Departments of1Neurological Surgery and.
2Radiation Oncology, University of California, San Francisco, California.
J Neurosurg. 2023 Aug 4;140(2):404-411. doi: 10.3171/2023.6.JNS222629. Print 2024 Feb 1.
The purpose of this study was to identify rates of and risk factors for local tumor progression in patients who had undergone surgery or radiosurgery for the management of cerebellar hemangioblastoma and to describe treatments pursued following tumor progression.
The authors conducted a retrospective single-center review of patients who had undergone treatment of a cerebellar hemangioblastoma with either surgery or stereotactic radiosurgery (SRS) between 1996 and 2019. Univariate and multivariate regression analyses were performed to examine factors associated with local tumor control.
One hundred nine patients met the study inclusion criteria. Overall, these patients had a total of 577 hemangioblastomas, 229 of which were located in the cerebellum. The surgical and SRS cohorts consisted of 106 and 123 cerebellar hemangioblastomas, respectively. For patients undergoing surgery, tumors were treated with subtotal resection and gross-total resection in 5.7% and 94.3% of cases, respectively. For patients receiving SRS, the mean target volume was 0.71 cm3 and the mean margin dose was 18.0 Gy. Five-year freedom from lesion progression for the surgical and SRS groups was 99% and 82%, respectively. The surgical and SRS cohorts contained 32% versus 97% von Hippel-Lindau tumors, 78% versus 7% cystic hemangioblastomas, and 12.8- versus 0.56-cm3 mean tumor volumes, respectively. On multivariate analysis, factors associated with local tumor progression in the SRS group included older patient age (HR 1.06, 95% CI 1.03-1.09, p < 0.001) and a cystic component (HR 9.0, 95% CI 2.03-32.0, p = 0.001). Repeat SRS as salvage therapy was used more often for smaller tumor recurrences, and no tumor recurrences of < 1.0 cm3 required additional salvage surgery following repeat SRS.

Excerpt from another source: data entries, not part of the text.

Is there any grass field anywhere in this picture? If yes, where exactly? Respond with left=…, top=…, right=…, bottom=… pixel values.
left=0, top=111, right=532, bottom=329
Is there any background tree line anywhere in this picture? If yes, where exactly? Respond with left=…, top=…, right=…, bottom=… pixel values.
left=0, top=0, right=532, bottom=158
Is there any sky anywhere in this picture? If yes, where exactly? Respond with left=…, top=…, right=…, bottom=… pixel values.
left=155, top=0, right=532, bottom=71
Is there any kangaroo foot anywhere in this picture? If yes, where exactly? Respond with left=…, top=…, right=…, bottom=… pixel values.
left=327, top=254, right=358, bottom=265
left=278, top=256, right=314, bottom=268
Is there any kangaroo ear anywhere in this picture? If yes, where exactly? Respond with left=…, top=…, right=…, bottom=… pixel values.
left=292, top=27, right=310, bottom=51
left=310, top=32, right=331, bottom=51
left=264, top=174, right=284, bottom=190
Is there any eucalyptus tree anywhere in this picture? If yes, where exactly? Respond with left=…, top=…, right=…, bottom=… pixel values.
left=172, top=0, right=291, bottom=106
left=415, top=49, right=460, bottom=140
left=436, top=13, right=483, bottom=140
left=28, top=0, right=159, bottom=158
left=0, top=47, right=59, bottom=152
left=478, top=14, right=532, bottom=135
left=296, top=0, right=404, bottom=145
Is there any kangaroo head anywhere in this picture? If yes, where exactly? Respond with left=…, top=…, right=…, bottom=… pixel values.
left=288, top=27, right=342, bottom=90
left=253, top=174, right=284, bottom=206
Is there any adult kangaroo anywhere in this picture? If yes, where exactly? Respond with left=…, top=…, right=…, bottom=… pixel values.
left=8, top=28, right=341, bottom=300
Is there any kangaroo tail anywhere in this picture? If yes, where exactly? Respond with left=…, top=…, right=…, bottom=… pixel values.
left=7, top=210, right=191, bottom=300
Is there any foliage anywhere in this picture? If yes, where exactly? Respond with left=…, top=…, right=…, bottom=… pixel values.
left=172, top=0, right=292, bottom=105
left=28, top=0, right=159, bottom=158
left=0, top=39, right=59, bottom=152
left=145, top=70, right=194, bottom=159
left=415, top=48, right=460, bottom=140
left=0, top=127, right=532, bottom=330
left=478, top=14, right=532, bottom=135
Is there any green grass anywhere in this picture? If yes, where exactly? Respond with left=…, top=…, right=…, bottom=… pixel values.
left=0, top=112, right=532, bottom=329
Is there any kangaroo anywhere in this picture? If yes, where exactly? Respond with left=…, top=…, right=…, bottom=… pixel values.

Both surgery and SRS achieve high rates of local control of hemangioblastomas. Age and cystic features are associated with local progression after SRS treatment for cerebellar hemangioblastomas. In cases of local tumor recurrence, salvage surgery and repeat SRS are valid forms of treatment to achieve local tumor control, although resection may be preferable for larger recurrences.
本研究旨在确定小脑血管瘤患者行手术或放射外科治疗后局部肿瘤进展的发生率和风险因素,并描述肿瘤进展后的治疗方法。
作者对 1996 年至 2019 年间行手术或立体定向放射外科(SRS)治疗小脑血管瘤的患者进行了回顾性单中心研究。采用单因素和多因素回归分析来研究与局部肿瘤控制相关的因素。
109 例患者符合研究纳入标准。这些患者共 577 个血管瘤,其中 229 个位于小脑。手术组和 SRS 组分别有 106 个和 123 个小脑血管瘤。行手术治疗的患者中,肿瘤分别采用次全切除和大体全切除,占比分别为 5.7%和 94.3%。行 SRS 治疗的患者,靶区平均体积为 0.71cm³,边缘剂量平均为 18.0Gy。手术组和 SRS 组的 5 年无病变进展率分别为 99%和 82%。手术组和 SRS 组分别有 32%和 97%的患者患有 von Hippel-Lindau 肿瘤,78%和 7%的患者患有囊性血管瘤,肿瘤平均体积分别为 12.8cm³和 0.56cm³。多因素分析显示,SRS 组局部肿瘤进展的相关因素包括患者年龄较大(HR 1.06,95%CI 1.03-1.09,p<0.001)和囊性成分(HR 9.0,95%CI 2.03-32.0,p=0.001)。对于较小的肿瘤复发,更常采用重复 SRS 作为挽救性治疗,而对于<1.0cm³的肿瘤复发,在重复 SRS 后无需进行额外的挽救性手术。
手术和 SRS 均能实现较高的血管瘤局部控制率。年龄和囊性特征与 SRS 治疗小脑血管瘤后局部进展相关。对于局部肿瘤复发,挽救性手术和重复 SRS 是实现局部肿瘤控制的有效治疗方法,尽管对于较大的复发,切除可能更为理想。